How long can one entrepreneur carry a packaged food company before turning to outside investment? Hamdi Ulukaya, the founder of Greek-yogurt maker Chobani and our cover profile interview in January as he collected Global Entrepreneur of the year, is about to answer that question.

Ulukaya began Chobani with a Small Business Association backed loan that allowed him to buy a dilapidated factory in upstate New York, but the company has never raised equity. Ulukaya was considering an initial public offering for Chobani, but is now said to be considering an institutional investment for 20 percent of the company, according to a Reuters report.

Reuters says that Chobani is valued at about $2.5 billion with suggested annual revenues of more than $1 billion, a figure that, when our managing Editor Richard Alvin spent time with Ulukaya in late 2013 he refused to deny.

Few packaged food companies get to even $3 let alone $30 million in revenues without institutional investment.
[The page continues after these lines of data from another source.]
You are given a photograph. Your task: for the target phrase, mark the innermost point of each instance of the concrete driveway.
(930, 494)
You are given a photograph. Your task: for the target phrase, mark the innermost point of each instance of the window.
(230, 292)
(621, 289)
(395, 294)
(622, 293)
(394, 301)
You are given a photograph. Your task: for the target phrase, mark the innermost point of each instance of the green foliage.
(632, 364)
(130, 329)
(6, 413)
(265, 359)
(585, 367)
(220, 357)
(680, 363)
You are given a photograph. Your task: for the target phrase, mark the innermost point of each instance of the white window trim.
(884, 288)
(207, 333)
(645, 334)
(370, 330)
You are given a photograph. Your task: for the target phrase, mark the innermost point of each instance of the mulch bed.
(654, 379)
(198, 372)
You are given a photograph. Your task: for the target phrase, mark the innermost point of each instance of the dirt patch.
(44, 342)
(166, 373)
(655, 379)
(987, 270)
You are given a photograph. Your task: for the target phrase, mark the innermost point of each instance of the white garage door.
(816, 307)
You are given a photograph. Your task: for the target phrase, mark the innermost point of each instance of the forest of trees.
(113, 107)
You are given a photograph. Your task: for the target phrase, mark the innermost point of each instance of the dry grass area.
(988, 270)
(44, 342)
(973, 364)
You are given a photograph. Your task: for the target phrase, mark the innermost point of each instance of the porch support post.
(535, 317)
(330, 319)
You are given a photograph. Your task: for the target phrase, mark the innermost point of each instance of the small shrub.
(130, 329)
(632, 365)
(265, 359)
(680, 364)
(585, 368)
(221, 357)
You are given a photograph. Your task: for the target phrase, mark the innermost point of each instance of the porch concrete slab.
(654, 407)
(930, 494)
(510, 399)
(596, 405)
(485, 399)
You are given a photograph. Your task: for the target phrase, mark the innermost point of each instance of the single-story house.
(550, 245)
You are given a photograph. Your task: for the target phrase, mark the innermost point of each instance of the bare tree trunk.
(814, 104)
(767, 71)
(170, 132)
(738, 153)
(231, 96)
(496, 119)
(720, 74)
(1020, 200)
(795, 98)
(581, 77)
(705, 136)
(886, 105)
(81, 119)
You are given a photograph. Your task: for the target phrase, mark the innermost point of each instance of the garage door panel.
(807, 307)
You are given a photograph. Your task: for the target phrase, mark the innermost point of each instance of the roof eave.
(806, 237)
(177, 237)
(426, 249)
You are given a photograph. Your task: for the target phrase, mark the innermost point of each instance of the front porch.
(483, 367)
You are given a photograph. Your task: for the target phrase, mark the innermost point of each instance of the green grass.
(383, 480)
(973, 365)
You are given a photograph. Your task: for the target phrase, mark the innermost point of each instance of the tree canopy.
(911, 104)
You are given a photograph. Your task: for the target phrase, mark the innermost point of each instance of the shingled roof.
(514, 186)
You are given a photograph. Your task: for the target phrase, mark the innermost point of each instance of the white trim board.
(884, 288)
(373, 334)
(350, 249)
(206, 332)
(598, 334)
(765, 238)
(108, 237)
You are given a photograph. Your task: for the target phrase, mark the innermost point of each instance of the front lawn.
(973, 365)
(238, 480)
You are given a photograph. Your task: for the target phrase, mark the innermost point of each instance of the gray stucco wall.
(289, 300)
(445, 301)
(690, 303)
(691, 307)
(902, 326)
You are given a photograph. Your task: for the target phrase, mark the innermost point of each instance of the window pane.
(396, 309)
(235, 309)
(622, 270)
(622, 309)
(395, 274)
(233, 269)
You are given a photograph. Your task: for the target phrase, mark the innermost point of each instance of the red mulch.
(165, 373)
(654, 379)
A statistic Happy Family founder Shazi Visram disclosed in an interview with us late last year. Visram’s company reached more than $60 million in revenues before she sold it to Danone. Up until that point, Visram had funded Happy Family with angel investments from approximately 200 individuals. Chobani is perhaps the largest fully-independent company in its industry.

Despite its remarkable growth–Chobani was founded only eight years ago–the company is now facing competition from more established brands, in the form of Danone’s Oikos yogurt and General Mills’ Yoplait. Greek yogurt, which was hardly known in the U.S. before Chobani began making it, is now about a $7.5 billion industry and is available in the UK at Tesco and selected other stores.